HSBC, which is listed in London but makes most of its profits in Asia, said two years ago that it would move the “heart of the business to Asia”. Tucker said on Monday that Hong Kong was the bank’s “spiritual home”.
Yet for some Hong Kong shareholders, the decision to buy the British operations of the failed US bank is another sign that it remains too UK-centric. HSBC cancelled its dividend in 2020 under pressure from the Bank of England during the pandemic. Many Hong Kong shareholders rely on HSBC’s steady dividend payouts and were angered by the move.
At the meeting on Monday, one shareholder described the dividend cancellation as a sign that the bank was driven by what the UK establishment wanted.
Frustration about the dividend paved the way for Chinese insurer Ping An to launch a disruptive campaign for the bank to split its Asian and western operations.

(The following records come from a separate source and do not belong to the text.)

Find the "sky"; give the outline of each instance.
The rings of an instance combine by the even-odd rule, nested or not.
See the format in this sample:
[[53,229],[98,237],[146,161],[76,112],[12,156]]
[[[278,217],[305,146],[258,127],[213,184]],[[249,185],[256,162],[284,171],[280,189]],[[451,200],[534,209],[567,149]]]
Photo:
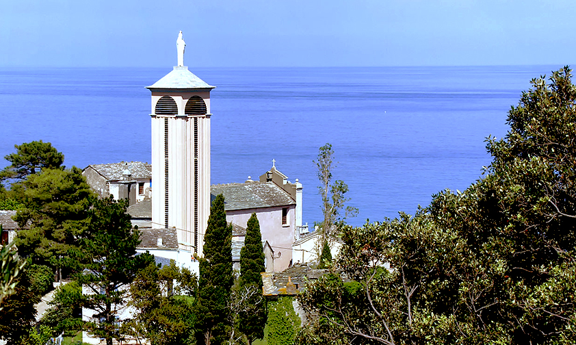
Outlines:
[[[573,0],[18,0],[0,67],[570,64]],[[173,60],[173,61],[172,61]]]

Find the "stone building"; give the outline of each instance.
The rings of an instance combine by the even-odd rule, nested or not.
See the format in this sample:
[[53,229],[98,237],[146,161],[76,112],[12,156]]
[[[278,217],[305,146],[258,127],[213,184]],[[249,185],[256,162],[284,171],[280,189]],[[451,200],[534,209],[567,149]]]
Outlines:
[[[133,199],[131,203],[150,198],[152,165],[142,162],[120,162],[107,164],[90,164],[82,175],[92,189],[101,197],[113,195],[114,199]],[[131,181],[131,183],[126,183]],[[122,187],[129,190],[122,190]]]
[[260,223],[262,240],[274,253],[274,269],[281,271],[292,263],[292,244],[302,228],[302,184],[289,182],[273,166],[259,181],[213,185],[213,197],[222,194],[226,220],[246,227],[252,213]]

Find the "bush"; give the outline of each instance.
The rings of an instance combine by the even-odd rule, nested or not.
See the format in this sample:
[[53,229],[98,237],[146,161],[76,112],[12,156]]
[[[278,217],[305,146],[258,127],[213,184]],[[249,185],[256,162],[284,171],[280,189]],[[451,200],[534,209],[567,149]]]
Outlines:
[[300,329],[300,319],[292,307],[291,297],[279,297],[268,303],[268,344],[292,344]]
[[54,272],[44,265],[27,265],[30,277],[30,291],[38,296],[44,296],[54,288]]
[[52,328],[56,333],[71,335],[82,328],[82,288],[76,281],[61,285],[54,293],[48,309],[40,320],[42,324]]

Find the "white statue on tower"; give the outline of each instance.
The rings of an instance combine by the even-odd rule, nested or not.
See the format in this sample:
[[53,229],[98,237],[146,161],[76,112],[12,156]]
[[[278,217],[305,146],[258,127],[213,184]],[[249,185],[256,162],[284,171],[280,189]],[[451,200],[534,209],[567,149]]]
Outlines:
[[178,51],[178,66],[184,66],[184,49],[186,48],[186,43],[182,38],[182,30],[178,34],[178,39],[176,40],[176,50]]

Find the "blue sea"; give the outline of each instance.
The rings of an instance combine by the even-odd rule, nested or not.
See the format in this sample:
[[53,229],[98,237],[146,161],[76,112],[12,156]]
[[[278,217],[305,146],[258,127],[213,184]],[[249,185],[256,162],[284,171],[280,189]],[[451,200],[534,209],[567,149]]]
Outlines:
[[[313,161],[332,144],[354,225],[413,214],[465,189],[532,78],[560,66],[189,68],[211,85],[211,181],[243,182],[276,160],[322,220]],[[162,68],[0,68],[0,157],[51,142],[66,166],[150,160],[150,97]],[[0,167],[8,165],[0,160]]]

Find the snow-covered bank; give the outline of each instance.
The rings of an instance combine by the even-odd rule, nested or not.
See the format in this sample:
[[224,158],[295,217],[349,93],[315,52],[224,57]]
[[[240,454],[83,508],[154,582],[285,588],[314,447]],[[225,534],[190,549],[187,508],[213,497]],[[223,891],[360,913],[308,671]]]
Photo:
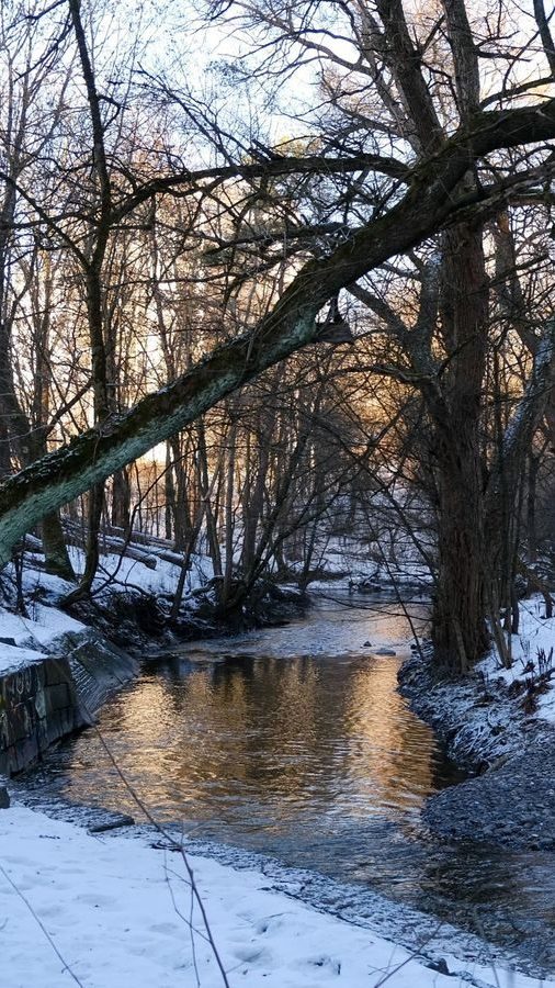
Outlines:
[[[7,988],[223,985],[179,853],[91,835],[22,807],[0,811],[0,849]],[[453,978],[507,988],[537,984],[448,955],[441,970],[427,967],[367,929],[269,889],[259,872],[202,857],[190,863],[233,988],[377,988],[385,980],[395,988],[450,988]]]
[[524,849],[555,849],[555,618],[521,603],[512,666],[494,651],[457,682],[437,681],[431,654],[401,667],[401,693],[477,778],[433,796],[424,820],[437,833]]

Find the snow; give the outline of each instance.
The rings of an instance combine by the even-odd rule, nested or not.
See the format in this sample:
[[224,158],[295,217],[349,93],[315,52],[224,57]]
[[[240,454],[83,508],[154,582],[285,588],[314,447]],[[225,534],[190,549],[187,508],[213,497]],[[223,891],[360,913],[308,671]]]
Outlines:
[[0,641],[0,673],[15,671],[31,662],[42,662],[45,651],[55,650],[56,639],[67,631],[82,631],[84,625],[56,607],[33,606],[33,617],[22,617],[0,608],[0,638],[11,638],[15,644]]
[[[511,669],[502,667],[494,649],[478,664],[477,671],[487,682],[497,681],[512,687],[514,701],[519,705],[531,692],[534,716],[555,723],[555,618],[545,618],[545,603],[541,596],[521,600],[519,609],[519,633],[511,636]],[[545,664],[540,659],[542,653]]]
[[[224,984],[179,852],[89,834],[19,806],[0,810],[0,847],[5,988]],[[200,856],[189,862],[231,988],[537,984],[452,956],[448,977],[367,929],[268,888],[260,872]]]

“We understand how disappointed you were by the cancellation of the dividend in 2020,” Tucker said. “Those were highly, highly unusual circumstances . . . we do not expect to see this repeated.”
He also reiterated the bank’s position that splitting its business would “materially destroy value for shareholders”, adding that it would also put dividends at risk.
HSBC uses the Hong Kong shareholder meeting, which happens ahead of its UK annual general meeting, to try to set out its stall to local investors there. It is held in a sprawling venue outside the city centre that is part shopping centre, part conference hall.
Asked whether US banking collapses would affect investors in Hong Kong or HSBC customers, Tucker said there was “no immediate impact on us”, though bank share prices globally had fallen. HSBC had “strong liquidity and strong capital”, he added.
Chief executive Noel Quinn said HSBC had bought SVB’s UK business for “what we believe to be a very good valuation”.
“We saw that business as having over 3,600 of some of the most innovative technology and life science businesses in the UK,” many of which had “the potential to go global”, he said.